Standard solid color industrial floor coatings, Seamless Flake and Monolithic Quartz flooring systems are commonplace with polyaspartic coatings. Recently, new decorative concrete floor coating applications such as dye, seal and metallic floor coating systems have been developed with polyaspartic coating technology.
Yes, most polyaspartics are UV stable and are suitable for exterior applications.
Generally any type of an environment where a resinous floor coating is called for a polyaspartic coating system may be used. This includes heavy traffic, industrial and commercial flooring as well as residential, garage floor concrete coatings.
Polyaspartic coatings may be applied with a squeegee, seal-coat broom or even a simple 18” long 3/8” nap roller. Common methods include the “Dip and Roll” method as well as the “Ribbon and Roll” method.
Yes, polyaspartics may be applied within extremely low temperatures below 0º Centigrade.
Polyaspartic coatings are designed to exhibit rapid curing capabilities, and may dry in a matter of hours or less.
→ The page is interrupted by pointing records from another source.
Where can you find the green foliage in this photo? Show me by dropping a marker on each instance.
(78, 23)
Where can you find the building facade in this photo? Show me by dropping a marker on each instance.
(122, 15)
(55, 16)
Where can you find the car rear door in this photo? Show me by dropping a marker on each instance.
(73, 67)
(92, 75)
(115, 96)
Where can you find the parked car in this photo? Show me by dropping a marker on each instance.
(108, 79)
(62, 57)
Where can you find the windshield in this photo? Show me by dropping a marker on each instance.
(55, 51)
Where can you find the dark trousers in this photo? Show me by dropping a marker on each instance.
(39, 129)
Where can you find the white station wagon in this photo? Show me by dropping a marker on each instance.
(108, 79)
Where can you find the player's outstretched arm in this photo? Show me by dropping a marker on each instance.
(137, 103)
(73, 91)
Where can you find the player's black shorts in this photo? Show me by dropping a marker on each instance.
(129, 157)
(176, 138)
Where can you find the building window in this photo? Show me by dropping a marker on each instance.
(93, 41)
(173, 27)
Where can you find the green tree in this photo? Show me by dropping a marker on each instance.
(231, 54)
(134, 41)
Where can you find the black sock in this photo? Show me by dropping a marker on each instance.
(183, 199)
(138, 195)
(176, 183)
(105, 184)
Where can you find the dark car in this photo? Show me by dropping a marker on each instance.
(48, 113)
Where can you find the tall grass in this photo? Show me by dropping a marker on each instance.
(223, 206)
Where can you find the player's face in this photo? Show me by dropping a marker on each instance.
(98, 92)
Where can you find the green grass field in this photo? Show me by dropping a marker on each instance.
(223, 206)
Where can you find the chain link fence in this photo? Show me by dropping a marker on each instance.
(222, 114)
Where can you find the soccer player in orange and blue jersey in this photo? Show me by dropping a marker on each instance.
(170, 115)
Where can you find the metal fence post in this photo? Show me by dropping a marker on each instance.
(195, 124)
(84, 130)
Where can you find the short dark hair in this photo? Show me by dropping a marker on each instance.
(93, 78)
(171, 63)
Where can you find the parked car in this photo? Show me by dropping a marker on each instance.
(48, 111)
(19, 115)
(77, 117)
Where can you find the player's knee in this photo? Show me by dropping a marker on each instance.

Often these concrete coating systems provide for next-day return to service.
Polyaspartic coatings systems are high performance materials that should always been installed by a certified commercial coating contractor.
Yes! Based on empirical testing data, polyaspartic coatings will offer abrasion resistant capabilities that far exceed those of typical epoxy systems.
Yes, polyaspartic coatings exhibit superior inter-coat adhesion vs. epoxy coatings. For old epoxy floor coatings that are still well adhered to the substrate, an installer can apply a new polyaspartic top-coat over that area. The process for doing so includes first, mechanically profiling the existing epoxy floor by sanding it. Following that, excess dust is vacuumed up and the area is wiped with an appropriate solvent or adhesion promoter to clean the surface. The area is then properly prepared for a fresh polyaspartic top-coat.
Polyaspartic coatings are not suitable applications for every type of environment. Avoid using these materials in situations where a breathable concrete sealer is specified. These applications include over exterior-stamped concrete or driveways. Polyaspartics are high performance polymer coatings designed for protection. They will not breathe and can exhibit moisture challenges over time if not used properly.